Throughout this book, I have explored how China has managed its transformation from a poor and isolated country into the world’s second-largest economy. I have argued that maintaining controls on capital movements and pegging the renminbi to the dollar suited China’s growth model and pattern of development but also cemented the renminbi as a dwarf currency with little traction in international markets. China is now changing this.
The Chinese leadership’s ambition is not to rival and eventually displace the dollar at the top of the international monetary system but rather to provide an alternative and let people choose. The alternative to the current dollar system is a multicurrency system that reflects the multipolarity of the global economic order—no longer with the United States as the economic super-power. The key question, for which there is no answer yet, is whether this system will be truly complementary or whether different standards—for instance, incompatible payment systems—will result in a fundamental fragmentation. China has developed its economy and engineered its transformation within the dollar system. On many occasions, it has signaled its willingness to go along with the existing, but reformed, multilateral financial institutions such as the IMF and the World Bank.
At the same time, China has been active in promoting regional multilateral organizations such as the Asian Infrastructure Investment Bank (AIIB). In Asia, the renminbi has already started to break the dominance of the dollar, and initiatives such as the AIIB, the New Development Bank, and the plan to build road and maritime links between Asia and Europe can ensure the renminbi’s regional dominance. In addition to the economic argument that demand for infrastructure investment in Asia is large enough to accommodate another development bank in the region, there is an important geopolitical dimension. The new bank may be seen as a counterweight to the influence of the Asian Development Bank (ADB). The ADB’s main shareholders are the United States and Japan. China holds limited influence.

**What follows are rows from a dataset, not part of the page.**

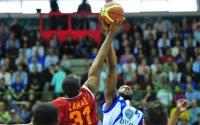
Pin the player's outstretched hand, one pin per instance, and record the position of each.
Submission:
(115, 26)
(182, 105)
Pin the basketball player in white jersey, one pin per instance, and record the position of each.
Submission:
(117, 109)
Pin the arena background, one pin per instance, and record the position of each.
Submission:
(158, 50)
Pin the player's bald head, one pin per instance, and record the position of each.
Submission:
(71, 85)
(126, 92)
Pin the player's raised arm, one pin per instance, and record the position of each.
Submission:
(94, 73)
(111, 90)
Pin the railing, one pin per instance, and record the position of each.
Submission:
(73, 25)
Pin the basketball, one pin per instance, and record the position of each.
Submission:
(110, 12)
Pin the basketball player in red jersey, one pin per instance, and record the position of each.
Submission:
(78, 107)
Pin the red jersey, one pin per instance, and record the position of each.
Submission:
(79, 110)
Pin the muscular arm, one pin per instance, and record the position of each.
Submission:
(94, 73)
(111, 91)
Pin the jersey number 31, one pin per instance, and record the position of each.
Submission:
(77, 116)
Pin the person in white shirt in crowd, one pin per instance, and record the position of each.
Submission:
(51, 58)
(34, 64)
(5, 74)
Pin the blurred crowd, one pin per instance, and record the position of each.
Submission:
(158, 59)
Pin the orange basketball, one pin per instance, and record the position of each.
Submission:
(110, 12)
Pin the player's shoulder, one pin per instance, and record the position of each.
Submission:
(59, 100)
(86, 90)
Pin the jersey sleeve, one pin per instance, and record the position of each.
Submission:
(88, 90)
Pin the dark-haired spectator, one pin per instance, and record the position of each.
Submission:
(196, 65)
(178, 93)
(159, 27)
(4, 73)
(34, 65)
(127, 54)
(93, 54)
(174, 74)
(149, 32)
(51, 58)
(184, 116)
(57, 80)
(194, 112)
(22, 74)
(191, 94)
(38, 49)
(4, 114)
(27, 50)
(17, 88)
(65, 63)
(189, 81)
(128, 69)
(12, 42)
(185, 29)
(163, 43)
(165, 95)
(196, 34)
(175, 49)
(84, 7)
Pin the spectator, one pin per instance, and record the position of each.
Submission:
(57, 81)
(15, 118)
(137, 47)
(165, 95)
(153, 66)
(194, 113)
(65, 63)
(38, 50)
(185, 30)
(191, 94)
(128, 69)
(156, 77)
(5, 74)
(197, 34)
(163, 43)
(178, 94)
(149, 33)
(12, 42)
(183, 118)
(159, 27)
(51, 58)
(189, 41)
(22, 59)
(17, 88)
(4, 114)
(3, 89)
(190, 49)
(127, 54)
(174, 74)
(93, 54)
(22, 74)
(189, 80)
(196, 65)
(101, 89)
(84, 7)
(35, 65)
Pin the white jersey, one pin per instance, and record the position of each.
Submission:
(121, 113)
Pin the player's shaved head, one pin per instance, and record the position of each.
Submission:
(71, 85)
(155, 114)
(45, 114)
(126, 92)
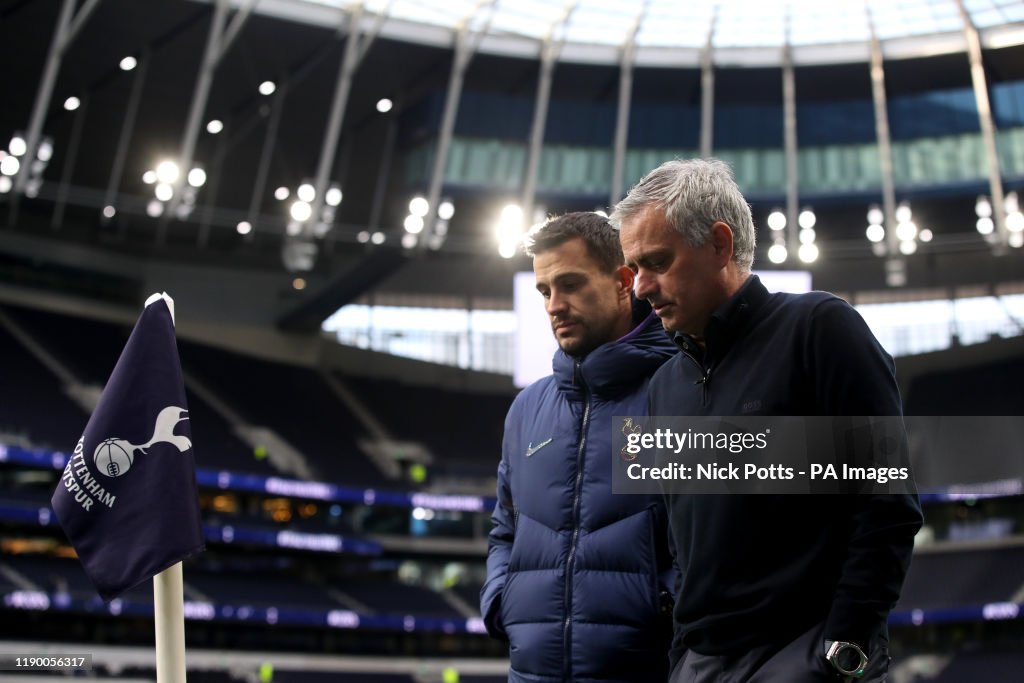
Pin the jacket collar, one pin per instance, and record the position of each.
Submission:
(727, 322)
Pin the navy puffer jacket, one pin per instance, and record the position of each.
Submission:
(579, 578)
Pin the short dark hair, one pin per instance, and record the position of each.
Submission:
(601, 239)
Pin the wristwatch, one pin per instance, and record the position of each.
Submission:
(846, 657)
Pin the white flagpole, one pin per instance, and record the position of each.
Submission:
(168, 600)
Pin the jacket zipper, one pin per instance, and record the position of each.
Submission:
(705, 380)
(577, 496)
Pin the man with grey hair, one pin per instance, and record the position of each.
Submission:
(773, 589)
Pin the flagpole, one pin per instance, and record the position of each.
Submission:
(168, 605)
(168, 599)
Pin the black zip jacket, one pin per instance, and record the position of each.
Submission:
(761, 569)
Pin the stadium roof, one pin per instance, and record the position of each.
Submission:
(673, 33)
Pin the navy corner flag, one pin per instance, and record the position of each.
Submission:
(127, 499)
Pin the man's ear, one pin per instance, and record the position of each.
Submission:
(625, 279)
(721, 242)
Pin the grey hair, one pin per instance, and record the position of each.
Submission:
(694, 194)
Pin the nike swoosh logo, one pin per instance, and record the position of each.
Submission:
(530, 450)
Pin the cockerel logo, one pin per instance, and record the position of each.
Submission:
(115, 456)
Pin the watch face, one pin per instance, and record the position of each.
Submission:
(848, 658)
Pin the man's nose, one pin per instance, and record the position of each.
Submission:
(644, 285)
(556, 304)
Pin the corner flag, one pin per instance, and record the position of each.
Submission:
(127, 499)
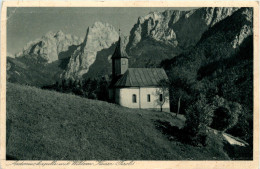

We are at an interesting juncture for the governance of the world economy. In 2015, China showed its willingness to shape international economic governance, with the launch of AIIB, and was welcomed in, with the inclusion of the renminbi in the IMF’s SDR basket. The country’s leadership is eager to work toward a new model of governance that no longer emanates from Washington, D.C., and the Bretton Woods institutions. Will China succeed in steering efforts toward building “an innovative, invigorated, interconnected and inclusive world economy,” as President Xi Jinping announced in December 2015 during the inaugural speech of his country’s 2016 Group of 20 (G20) presidency? In other words, will the United States and Europe—notably, Britain, Germany, and France—be willing to reform a governance framework that goes back to the years after World War II and make space for the so-called emerging powers?
There are two roads to the age of Chinese money. One road may lead to fragmented governance, conflicting trade and investment standards, and two blocs—the dollar bloc and the renminbi bloc—facing off against each other. The other may lead to a world that is more open, more integrated, and more peaceful. It is not clear which road the world will travel, but either way, the renminbi is here to stay.